S’agissant des crimes répétés dans le territoire de Beni et des accusations concernant l’opération Likofi, Paul Madidi a fait savoir que la CPI surveille de près leur évolution, mais aucun de ces deux faits ne fait encore l’objet d’une enquête.

En ce qui concerne les multiples accusations traitant la CPI de néocolonialiste, les officiels de la Cour ont estimé que cette instance internationale n’enquête que sur les dossiers concernant les pays africains et non ceux du Nord, puisque les systèmes judiciaires en Occident fonctionnent normalement alors que l’impunité est grandissante en Afrique. Et  puis, ce sont souvent les pays africains qui viennent eux-mêmes solliciter l’aide de la CPI, au sujet des crimes commis sur leurs territoires.

Saisissant cette opportunité, ils ont tenu à rappeler que la Cour ne peut enquêter que dans les pays ayant signé le Statut de Rome. C’est ce qui fait qu’elle ne peut pas par exemple, juger les crimes commis par les USA en Irak, ou les violations enregistrées en Syrie, puisque ces Etats n’ont pas ratifié le Statut de Rome.

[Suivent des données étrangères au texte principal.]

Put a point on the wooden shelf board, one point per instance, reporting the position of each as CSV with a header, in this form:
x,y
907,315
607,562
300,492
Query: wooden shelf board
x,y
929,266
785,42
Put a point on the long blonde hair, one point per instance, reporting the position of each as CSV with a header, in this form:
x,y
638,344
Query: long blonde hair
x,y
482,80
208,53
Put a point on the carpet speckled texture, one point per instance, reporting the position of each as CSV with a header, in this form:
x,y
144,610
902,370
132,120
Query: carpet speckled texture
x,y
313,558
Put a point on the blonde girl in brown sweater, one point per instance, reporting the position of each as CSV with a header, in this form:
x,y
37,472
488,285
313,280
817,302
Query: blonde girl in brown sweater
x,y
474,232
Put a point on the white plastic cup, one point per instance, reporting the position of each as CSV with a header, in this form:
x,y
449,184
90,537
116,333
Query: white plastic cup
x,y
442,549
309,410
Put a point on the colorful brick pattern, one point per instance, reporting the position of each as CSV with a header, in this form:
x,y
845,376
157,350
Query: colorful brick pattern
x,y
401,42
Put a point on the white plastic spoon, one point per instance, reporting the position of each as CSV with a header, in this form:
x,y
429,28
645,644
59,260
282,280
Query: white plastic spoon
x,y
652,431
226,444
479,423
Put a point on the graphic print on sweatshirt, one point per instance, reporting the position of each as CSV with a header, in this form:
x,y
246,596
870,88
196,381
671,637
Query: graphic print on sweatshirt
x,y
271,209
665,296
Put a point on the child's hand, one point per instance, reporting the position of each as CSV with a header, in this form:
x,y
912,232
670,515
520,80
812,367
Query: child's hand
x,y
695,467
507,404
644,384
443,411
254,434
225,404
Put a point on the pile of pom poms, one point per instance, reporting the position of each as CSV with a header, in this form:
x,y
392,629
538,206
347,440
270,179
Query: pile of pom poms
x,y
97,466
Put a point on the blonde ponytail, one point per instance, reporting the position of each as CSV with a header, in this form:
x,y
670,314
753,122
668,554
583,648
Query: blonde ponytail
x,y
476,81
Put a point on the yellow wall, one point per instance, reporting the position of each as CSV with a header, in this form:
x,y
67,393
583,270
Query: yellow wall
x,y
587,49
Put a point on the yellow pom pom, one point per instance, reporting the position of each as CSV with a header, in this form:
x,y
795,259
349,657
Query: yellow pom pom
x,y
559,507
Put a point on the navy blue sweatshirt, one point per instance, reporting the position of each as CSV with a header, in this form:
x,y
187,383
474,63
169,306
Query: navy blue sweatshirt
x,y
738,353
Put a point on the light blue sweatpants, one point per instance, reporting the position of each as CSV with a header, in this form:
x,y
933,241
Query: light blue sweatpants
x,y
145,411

Selon eux, il y a trois modes de saisine de la Cour : soit un Etat, membre dudit  statut, saisit la Cour pour un cas quelconque ; soit le Conseil de sécurité de l’ONU  demande à  la Cour d’enquêter sur des crimes commis dans un pays, qu’il ait ratifié ou pas le Statut de Rome ;  soit le Procureur initie lui-même une enquête, à moins que ce pays ait également ratifié ce statut.

«Etant donné que le Conseil de sécurité tergiverse jusqu’à présent et n’a pas encore saisi la Cour sur les violations graves commises en Irak, Syrie, Palestine etc., aucune action ne peut être entreprise par la CPI, puisqu’elle ne relève pas de sa compétence », ont-ils expliqué.

Répondant aux violations graves des droits de l’homme enregistrées lors des expulsions massives de nos compatriotes à Brazzaville, ces officiels se sont abstenu de dire quoi que ce soit puisque selon eux, toute violation des droits de l’homme ne relève pas nécessairement de la compétence de la CPI.  Mais le bureau pourrait s’en saisir en cas de force majeure ou s’il s’avère que la Cour est compétente pour traiter un tel dossier.